Die beiden Frauen sagen, sie seien durch die Therapieform Psycholyse und Einnahme von illegalen Präparaten manipuliert worden. (Symbolbild)

Edi Engeler

Zwei Frauen aus Bayern warnen in der «Süddeutschen Zeitung» vor der Psycholyse. Bei dieser umstrittenen Therapie-Methode werden Rauschgifte als Heilmittel eingesetzt. Sabine Bundschu und Ariela Bogenberger waren 20 Jahre lang in der Szene aktiv, in der diese Behandlung praktiziert wird. So waren sie auch an missglückten Therapie-Sessionen dabei und waren Teil der Gemeinschaft von Samuel Widmer, die auf Psycholyse schwört. Die beiden Frauen nahmen früher an Seminaren der Kirschblütler in Lüsslingen teil.

In Deutschland mussten kürzlich 29 Ärzte in Krankenhäuser eingeliefert werden, nachdem sie an einem Seminar Halluzinogene eingenommen hatten. Das brachte die ehemaligen Anhängerinnen der Gemeinschaft dazu, von ihren eigenen Erlebnissen in der Szene zu berichten. Sie selbst hätten früher illegale Präparate eingenommen, weil ihnen die Psycholyse als therapeutische Massnahme empfohlen worden war. Zu dieser Zeit war Widmer, der heute noch in Lüsslingen praktiziert, ihr Guru. «Ich war eine ergebene Schülerin», sagt Bogenberger. Es sei alles «absolut manipulativ» gewesen.

Die 53-Jährige war sogar in Lüsslingen an einer Zusammenkunft der Gemeinschaft dabei, die völlig aus dem Ruder gelaufen sei. Bevor Pillen eingenommen wurden, seien alle Anwesenden zu absolutem Stillschweigen verpflichtet worden. Als bei diesem Treffen einige der Gruppe wegen der Rauschmittel ausgerastet oder in eine Art Koma gefallen seien, hätte Widmer nichts unternommen – ein Krankenwagen sei auch nicht gekommen. Sie bezeichnet die Methode als eine «unsäglich kaputte Therapie» und die Gemeinschaft als Sekte. Man hätte ihr damals wirklich eine Gehirnwäsche verpasst.
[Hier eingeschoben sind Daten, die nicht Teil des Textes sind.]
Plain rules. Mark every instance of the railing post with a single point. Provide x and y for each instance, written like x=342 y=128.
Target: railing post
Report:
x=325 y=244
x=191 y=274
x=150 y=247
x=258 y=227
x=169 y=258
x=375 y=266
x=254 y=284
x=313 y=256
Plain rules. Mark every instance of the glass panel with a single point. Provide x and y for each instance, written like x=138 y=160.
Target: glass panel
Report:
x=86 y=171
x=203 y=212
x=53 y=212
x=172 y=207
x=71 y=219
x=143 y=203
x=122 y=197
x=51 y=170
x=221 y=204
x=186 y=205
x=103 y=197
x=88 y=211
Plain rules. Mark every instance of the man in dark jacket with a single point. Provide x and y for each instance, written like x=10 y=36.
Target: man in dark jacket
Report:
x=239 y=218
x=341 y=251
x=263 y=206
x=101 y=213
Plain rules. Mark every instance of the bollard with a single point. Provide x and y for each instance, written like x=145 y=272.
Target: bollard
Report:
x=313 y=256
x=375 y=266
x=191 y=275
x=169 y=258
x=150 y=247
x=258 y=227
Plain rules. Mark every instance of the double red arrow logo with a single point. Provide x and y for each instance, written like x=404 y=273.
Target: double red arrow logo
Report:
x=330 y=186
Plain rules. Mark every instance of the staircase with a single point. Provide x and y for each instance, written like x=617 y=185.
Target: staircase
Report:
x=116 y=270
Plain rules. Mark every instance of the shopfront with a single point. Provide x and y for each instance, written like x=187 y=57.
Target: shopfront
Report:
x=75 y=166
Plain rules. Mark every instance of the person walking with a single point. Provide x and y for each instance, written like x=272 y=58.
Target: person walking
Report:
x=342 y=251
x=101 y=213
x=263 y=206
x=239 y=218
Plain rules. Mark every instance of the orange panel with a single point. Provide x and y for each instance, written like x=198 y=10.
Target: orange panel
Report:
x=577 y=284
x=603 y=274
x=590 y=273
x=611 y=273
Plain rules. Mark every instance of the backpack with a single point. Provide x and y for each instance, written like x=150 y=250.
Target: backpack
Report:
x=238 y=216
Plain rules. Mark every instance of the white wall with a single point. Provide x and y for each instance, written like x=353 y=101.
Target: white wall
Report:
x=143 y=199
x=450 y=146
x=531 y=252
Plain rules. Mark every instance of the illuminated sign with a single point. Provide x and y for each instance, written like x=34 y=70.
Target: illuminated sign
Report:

Auch Sabine Bundschu war in der Kirschblüten-Gemeinschaft integriert. Sie besuchte die Meisterklasse als Ausbildung zum Co-Therapeuten bei Widmer – zusammen mit Garri R. Dieser wurde 2010 wegen Körperverletzung mit Todesfolge verurteilt, weil zwei Männer starben, nachdem sie von R. Rauschgifte erhielten, welche sie danach auch in seiner Praxis einnahmen. Bundschu ist davon überzeugt, dass der Ursprung des ganzen Übels beim Heilsbringer der Kirschblütler liegt. Dies sagte sie in der ARD-Sendung «Beckmann» im März. Die Todesfälle in der Berliner Praxis von R. hätten an Widmers Methoden jedoch nichts geändert.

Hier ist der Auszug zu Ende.